Thanks to my extremely organized packing system, Mark and I cleared everything out of my old place and moved them quickly into my new place within one hour! While doing this demanding task, I remembered the more demanding tasks when I moved 33 boxes from KL to JB, and 32 boxes from JB to Pasir Mas. But it wasn’t that bad this time around. My old small studio room had no enough room for unnecessary accessories. And I have no reasons to complain because my new fully-furnished studio apartment has every reason for me to be thankful. It comes with a great package. It offers everything for me, the material things that I have been deprived for the past six months.

 

A bedroom with a queen-size bed plus a Heating cum Cooling Split System.

A flat wide-screen screen TV cum a DVD player with a lot of free channels.

A kitchen with matching stainless-steel set and complete accessories.

A microwave, a toaster, a kettle and a bar fridge with fancy gadgets.

A bathroom with a space for reading and a library collection.

A balcony with a stunning view of Melbourne city.

A life.

 

Of all these luxuries, the balcony is the most outstanding. A good balcony, for me, is one of the most crucial criteria of a good living place. It bridges souls and spirits to an unfounded land, so to speak. Standing there at the balcony on the Lucky eighth floor, I have the inspiring vision of queer eyes again. I know that I have found the most perfect spot to “settle down” for at least the next 12 months. Looking at the serene fountain of Bali Memorial Park right below me, gazing at the glorious sunset on my left, and admiring at the beautiful campus of Melbourne University on my right, I feel like a lazy King living in a 10-star presidential suite. I know that I will adore this place. And for all these passionate reasons, I decide to imprison myself again.

 

Thanks for pointing that out for me, Mark. Yeah, I am a passionate prisoner.

 

7 Comments leave one →
  1. January 20, 2010 1:48 am

    Now you’re living!!!

    • January 20, 2010 3:23 pm

      Oh yes, dolah. Life has just begun.

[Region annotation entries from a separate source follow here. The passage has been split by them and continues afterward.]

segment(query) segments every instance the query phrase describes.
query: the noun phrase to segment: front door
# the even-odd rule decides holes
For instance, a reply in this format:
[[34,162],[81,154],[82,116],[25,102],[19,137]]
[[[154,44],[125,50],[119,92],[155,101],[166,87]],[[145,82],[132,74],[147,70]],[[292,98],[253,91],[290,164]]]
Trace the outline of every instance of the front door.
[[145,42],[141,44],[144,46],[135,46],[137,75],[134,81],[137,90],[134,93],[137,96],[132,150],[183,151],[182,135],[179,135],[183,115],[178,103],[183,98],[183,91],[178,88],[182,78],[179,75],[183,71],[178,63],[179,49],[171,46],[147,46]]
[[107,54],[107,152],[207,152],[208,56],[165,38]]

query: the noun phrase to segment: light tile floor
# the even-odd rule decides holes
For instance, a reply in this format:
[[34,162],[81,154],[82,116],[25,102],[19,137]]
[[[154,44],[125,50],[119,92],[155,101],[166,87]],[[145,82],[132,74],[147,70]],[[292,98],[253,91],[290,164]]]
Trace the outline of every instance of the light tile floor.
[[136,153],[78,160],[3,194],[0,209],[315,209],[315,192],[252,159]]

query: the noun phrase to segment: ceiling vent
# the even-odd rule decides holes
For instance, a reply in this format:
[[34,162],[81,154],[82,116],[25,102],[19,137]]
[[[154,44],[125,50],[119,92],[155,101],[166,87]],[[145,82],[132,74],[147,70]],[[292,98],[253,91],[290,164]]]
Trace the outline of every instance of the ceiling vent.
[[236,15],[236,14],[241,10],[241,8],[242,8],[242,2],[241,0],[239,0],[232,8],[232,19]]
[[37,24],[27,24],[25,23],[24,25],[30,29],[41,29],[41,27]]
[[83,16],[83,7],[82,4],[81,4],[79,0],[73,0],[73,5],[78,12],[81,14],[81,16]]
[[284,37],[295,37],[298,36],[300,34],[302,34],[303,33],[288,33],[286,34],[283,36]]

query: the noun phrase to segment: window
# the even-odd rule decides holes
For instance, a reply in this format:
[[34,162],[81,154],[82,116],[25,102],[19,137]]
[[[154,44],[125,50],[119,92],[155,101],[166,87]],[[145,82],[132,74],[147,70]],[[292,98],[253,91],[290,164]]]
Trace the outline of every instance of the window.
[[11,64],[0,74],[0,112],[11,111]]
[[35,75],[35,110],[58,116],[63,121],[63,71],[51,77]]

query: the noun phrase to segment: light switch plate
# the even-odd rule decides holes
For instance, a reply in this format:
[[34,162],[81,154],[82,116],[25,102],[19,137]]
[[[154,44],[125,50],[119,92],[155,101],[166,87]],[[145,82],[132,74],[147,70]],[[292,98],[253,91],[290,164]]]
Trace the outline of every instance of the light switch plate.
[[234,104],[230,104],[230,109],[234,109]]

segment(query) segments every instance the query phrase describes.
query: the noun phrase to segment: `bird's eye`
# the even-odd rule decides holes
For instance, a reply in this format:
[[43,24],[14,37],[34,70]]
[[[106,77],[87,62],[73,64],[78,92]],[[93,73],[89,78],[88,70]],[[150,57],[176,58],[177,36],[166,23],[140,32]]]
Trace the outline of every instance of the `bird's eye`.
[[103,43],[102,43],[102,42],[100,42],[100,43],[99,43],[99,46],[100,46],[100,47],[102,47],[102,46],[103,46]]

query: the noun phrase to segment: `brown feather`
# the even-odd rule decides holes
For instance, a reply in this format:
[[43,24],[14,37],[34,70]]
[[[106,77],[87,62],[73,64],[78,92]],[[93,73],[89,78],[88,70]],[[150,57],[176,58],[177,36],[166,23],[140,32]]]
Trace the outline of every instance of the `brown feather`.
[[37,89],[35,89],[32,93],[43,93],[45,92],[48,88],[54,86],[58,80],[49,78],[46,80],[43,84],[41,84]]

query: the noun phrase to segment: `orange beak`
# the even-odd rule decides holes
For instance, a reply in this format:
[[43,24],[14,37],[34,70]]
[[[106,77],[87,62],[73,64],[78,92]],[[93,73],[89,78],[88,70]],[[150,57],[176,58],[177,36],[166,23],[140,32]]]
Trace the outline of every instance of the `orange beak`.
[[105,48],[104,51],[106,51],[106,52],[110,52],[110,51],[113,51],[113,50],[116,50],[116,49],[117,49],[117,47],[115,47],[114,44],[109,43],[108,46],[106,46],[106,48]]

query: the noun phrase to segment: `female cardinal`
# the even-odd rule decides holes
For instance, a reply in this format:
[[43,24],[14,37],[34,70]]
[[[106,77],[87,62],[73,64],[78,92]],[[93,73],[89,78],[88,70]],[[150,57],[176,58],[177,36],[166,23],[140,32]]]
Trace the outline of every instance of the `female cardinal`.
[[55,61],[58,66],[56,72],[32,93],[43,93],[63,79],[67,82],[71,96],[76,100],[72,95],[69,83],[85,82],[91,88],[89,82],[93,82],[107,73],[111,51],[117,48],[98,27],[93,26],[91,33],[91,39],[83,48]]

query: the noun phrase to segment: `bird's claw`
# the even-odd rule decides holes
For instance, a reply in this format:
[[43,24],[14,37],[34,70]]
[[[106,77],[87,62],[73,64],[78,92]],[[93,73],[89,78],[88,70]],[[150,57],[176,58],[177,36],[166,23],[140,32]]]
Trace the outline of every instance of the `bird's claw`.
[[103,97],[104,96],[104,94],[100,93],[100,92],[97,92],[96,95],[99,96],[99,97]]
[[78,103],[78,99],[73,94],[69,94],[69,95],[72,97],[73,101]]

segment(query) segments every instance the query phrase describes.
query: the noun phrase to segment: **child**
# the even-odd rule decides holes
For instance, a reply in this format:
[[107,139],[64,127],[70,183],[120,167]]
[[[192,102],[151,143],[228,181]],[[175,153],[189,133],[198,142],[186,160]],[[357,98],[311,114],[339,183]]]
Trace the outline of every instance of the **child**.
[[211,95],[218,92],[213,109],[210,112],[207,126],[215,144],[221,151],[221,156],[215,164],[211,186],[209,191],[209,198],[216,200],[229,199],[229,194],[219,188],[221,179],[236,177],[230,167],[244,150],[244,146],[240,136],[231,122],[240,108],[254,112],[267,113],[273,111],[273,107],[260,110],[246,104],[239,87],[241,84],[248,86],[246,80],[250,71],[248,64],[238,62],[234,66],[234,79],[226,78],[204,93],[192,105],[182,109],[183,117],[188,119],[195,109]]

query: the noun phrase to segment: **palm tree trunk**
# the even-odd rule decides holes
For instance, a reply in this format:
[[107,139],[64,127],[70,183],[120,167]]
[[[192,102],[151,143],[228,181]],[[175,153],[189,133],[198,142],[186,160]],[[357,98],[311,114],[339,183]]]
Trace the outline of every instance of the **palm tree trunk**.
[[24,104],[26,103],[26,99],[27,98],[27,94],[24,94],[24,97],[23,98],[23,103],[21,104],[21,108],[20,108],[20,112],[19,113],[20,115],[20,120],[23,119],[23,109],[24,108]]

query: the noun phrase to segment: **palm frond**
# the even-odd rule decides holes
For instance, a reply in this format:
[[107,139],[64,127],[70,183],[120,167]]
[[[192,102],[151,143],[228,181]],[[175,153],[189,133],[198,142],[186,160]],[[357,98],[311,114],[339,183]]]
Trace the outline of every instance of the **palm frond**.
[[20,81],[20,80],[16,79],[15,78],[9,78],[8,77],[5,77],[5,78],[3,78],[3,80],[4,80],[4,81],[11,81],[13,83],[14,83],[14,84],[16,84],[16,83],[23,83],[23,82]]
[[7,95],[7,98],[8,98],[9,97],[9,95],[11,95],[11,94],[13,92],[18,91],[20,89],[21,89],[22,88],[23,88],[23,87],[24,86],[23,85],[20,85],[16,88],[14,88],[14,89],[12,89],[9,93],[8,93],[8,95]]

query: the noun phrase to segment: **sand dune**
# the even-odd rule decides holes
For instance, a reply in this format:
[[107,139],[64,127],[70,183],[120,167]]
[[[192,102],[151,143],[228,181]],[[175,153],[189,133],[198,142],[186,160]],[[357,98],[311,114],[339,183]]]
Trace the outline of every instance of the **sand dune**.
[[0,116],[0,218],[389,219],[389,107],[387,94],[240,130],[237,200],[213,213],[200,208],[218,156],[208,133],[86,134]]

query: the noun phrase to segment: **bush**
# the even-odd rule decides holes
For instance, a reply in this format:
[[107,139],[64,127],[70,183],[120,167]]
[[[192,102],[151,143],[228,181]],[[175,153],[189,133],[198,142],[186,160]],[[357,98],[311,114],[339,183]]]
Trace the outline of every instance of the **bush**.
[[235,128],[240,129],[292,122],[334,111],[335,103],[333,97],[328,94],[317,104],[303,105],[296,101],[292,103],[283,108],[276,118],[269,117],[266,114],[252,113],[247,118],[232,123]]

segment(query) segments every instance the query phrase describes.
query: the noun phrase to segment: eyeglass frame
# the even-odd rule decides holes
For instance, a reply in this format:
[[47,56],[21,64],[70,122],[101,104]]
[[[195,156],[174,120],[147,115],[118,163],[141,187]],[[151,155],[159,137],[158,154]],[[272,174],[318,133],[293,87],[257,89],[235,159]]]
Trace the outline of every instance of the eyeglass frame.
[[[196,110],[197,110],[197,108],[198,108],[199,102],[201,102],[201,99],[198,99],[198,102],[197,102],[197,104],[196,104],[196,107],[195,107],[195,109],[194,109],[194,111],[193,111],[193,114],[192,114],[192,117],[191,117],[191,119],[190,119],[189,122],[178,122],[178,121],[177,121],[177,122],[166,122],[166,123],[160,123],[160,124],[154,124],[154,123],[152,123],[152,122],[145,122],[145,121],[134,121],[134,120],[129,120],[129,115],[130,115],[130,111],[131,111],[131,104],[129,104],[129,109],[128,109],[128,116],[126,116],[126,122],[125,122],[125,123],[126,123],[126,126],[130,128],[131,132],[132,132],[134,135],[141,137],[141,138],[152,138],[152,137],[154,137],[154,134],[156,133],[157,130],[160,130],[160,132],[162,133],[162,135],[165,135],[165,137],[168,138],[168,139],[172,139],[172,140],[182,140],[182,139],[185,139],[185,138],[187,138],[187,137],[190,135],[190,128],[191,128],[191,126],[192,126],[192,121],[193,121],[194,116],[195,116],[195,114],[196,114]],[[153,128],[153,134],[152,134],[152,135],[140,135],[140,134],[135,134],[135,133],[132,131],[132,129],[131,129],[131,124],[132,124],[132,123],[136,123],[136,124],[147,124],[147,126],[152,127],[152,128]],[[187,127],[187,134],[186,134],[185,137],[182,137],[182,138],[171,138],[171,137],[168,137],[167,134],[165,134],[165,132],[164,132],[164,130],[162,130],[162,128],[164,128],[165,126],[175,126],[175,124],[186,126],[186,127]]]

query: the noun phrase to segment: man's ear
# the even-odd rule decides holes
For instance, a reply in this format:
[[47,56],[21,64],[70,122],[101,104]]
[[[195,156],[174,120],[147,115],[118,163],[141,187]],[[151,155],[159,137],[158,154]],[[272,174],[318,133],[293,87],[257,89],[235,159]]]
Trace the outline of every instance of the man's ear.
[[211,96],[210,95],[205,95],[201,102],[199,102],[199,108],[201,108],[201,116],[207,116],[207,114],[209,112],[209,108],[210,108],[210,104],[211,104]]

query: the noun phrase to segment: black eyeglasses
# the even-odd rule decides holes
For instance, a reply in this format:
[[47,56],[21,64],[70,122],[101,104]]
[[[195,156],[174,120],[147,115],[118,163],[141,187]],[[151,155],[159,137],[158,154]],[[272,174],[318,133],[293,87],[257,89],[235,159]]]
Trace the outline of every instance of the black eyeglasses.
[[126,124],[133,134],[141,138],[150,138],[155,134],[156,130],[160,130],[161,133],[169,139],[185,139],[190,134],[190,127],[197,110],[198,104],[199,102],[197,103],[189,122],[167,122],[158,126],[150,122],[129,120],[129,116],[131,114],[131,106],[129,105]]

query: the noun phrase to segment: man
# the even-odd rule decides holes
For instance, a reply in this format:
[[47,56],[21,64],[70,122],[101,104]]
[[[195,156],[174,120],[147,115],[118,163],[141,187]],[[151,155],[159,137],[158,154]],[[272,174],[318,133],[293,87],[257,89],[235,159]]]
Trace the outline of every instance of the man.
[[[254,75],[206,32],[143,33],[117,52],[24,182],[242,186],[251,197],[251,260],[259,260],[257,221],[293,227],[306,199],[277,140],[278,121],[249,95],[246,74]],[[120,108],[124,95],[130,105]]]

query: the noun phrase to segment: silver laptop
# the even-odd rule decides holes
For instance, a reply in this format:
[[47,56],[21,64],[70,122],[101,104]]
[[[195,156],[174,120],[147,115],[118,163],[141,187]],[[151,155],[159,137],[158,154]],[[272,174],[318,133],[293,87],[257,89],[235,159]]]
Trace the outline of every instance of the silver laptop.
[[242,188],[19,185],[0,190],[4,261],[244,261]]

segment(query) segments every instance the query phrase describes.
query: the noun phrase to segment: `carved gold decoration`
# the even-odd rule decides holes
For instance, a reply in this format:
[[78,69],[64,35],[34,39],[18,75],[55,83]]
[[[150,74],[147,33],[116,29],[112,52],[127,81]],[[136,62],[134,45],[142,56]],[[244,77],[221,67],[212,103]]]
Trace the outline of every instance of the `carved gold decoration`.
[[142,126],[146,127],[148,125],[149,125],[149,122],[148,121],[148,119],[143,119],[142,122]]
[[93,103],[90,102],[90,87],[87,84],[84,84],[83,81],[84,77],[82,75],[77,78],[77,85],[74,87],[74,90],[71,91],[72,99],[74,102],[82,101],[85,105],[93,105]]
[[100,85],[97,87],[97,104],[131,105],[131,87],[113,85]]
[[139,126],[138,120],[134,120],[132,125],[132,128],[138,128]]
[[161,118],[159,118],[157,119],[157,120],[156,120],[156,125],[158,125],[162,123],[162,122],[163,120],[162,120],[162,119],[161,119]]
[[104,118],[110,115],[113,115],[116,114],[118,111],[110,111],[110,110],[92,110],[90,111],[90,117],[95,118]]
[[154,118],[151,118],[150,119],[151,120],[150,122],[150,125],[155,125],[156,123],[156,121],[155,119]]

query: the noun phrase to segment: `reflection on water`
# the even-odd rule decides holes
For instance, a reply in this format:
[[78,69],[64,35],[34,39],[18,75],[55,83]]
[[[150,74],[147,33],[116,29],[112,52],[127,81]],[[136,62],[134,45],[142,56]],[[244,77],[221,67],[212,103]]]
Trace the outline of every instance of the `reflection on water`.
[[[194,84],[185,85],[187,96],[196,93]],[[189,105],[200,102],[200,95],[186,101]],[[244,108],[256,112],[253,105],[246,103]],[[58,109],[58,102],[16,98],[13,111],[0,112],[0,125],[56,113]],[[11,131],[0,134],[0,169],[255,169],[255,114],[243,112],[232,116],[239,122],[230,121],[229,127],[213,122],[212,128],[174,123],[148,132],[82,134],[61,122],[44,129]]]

Over and over again.

  2. ikpunye permalink
    January 20, 2010 2:26 am

    Hey Prisoner, at least your prison is better than ‘berbumbungkan angkasa kelabu, lantainya bumi retak seribu’.

    Orait, you’re free now. Enjoy your freedom. :-)

    • January 20, 2010 3:25 pm

      You’re right, Ik. All these blessings are too much compared to what happened to those people in Haiti. I shouldn’t complain, I always know that :-)

      • ikpunye permalink
        January 20, 2010 3:41 pm

        ..and also people in our beloved country, masih ramai anak-anak yg belajar dalam kesempitan..

  3. January 20, 2010 2:07 pm

    Salam,

    Hilmi,

    Oghe kelate sokmo dayo saing dan caknonyo pado hidup berjaya amat tinggi! You another example. My father leave Pasir Puteh with rm 7.00 in the 60′s and now me and my siblings are his symbols of “hidup berjaya, biarlah susah dahulu”.

    • January 20, 2010 3:28 pm

      Salam Aliff.

      Oghe Klate ko, oghe Kedoh ko, oghe Johor ko, yang penting, kena gedebe sokmo! haha… Yup, the fields are always ripe to harvest. Sow and reap with JOY!